Homework 06

Author

Peter Ralph

Published

February 9, 2026

Parsing text

In this homework, I’d like you to parse some text. Specifically, please find the script to a movie on IMsDB, and write python code that

  • downloads the HTML page with the script of the movie on it; and
  • parses the HTML and extracts the script, in a nice data-friendly form.

The output should include - and, distinguish - both set direction and dialog, and should provide available context (e.g., who says what lines). Specifically, I’d like your script to output two things:

  • A text file, with one line per “chunk of text” in the script. The “chunks of text” would be the words spoken by a character, the set directions, or perhaps other annotations (e.g., settings; scene names).

  • A CSV file with the same number of lines as the text file, which has for each corresponding line in the text file, at least:

    1. what kind of line is it (e.g., “direction”, “dialog”, “setting”);
    2. who says the line, if it is dialog;
    3. other information (e.g., what the setting is, if it is describing the setting).

Note: all of the words spoken by a single character, uninterrupted, should be in one line, even though this may be spread across a paragraph with interspersed linebreaks in the script.

Please turn in the following:

  1. your python script carrying out the above operations
  2. the resulting two files
  3. a ipynb file structured as a short report that reads in those files and does a little description: Who are the characters?
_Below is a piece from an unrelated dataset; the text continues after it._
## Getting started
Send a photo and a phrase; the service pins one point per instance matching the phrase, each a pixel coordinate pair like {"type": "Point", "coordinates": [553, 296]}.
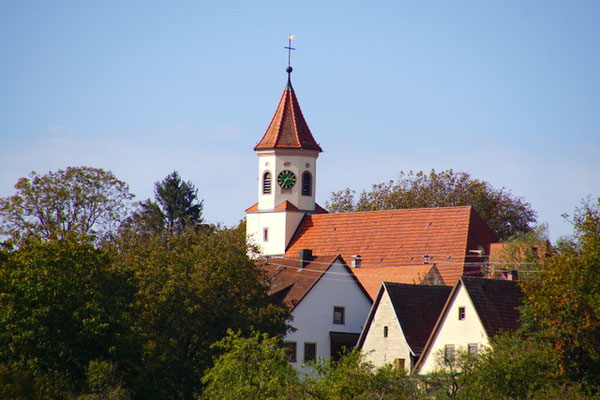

How many lines do they each have? Perhaps a word cloud for each? Etcetera.

For instance:

Consider the following chunk of script:


MR HALL



    Should all oppressed people be allowed refuge in America?
    Amber will take the con position. Cher will be pro. Cher, two minutes.



CHER 



    So, OK, like right now, for example, the Haitians
    need to come to America. But some people are all "What about the strain
    on our resources?" But it's like, when I had this garden party for
    my father's birthday right? I said R.S.V.P. because it was a sit-down dinner.
    But people came that like, did not R.S.V.P. so I was like, totally
    buggin'. I had to haul ass to the kitchen, redistribute the food, squish
    in extra place settings, but by the end of the day it was like, the more
    the merrier! And so, if the government could just get to the kitchen, rearrange
    some things, we could certainly party with the Haitians. And in conclusion,
    may I please remind you that it does not say R.S.V.P. on the Statue of
    Liberty?


(Class breaks into applause)

This could have something like the following. First, the text file would have three lines:

So, OK, like right now, for example, the Haitians need to come to America. But some people are all "What about the strain on our resources?" But it's like, when I had this garden party for my father's birthday right? I said R.S.V.P. because it was a sit-down dinner. But people came that like, did not R.S.V.P. so I was like, totally buggin'. I had to haul ass to the kitchen, redistribute the food, squish in extra place settings, but by the end of the day it was like, the more the merrier! And so, if the government could just get to the kitchen, rearrange some things, we could certainly party with the Haitians. And in conclusion, may I please remind you that it does not say R.S.V.P. on the Statue of Liberty?
Should all oppressed people be allowed refuge in America? Amber will take the con position. Cher will be pro. Cher, two minutes.
(Class breaks into applause)

And, the CSV file should have two lines plus header; perhaps:

what,who
"dialog","MR HALL"
"dialog","CHER"
"direction",""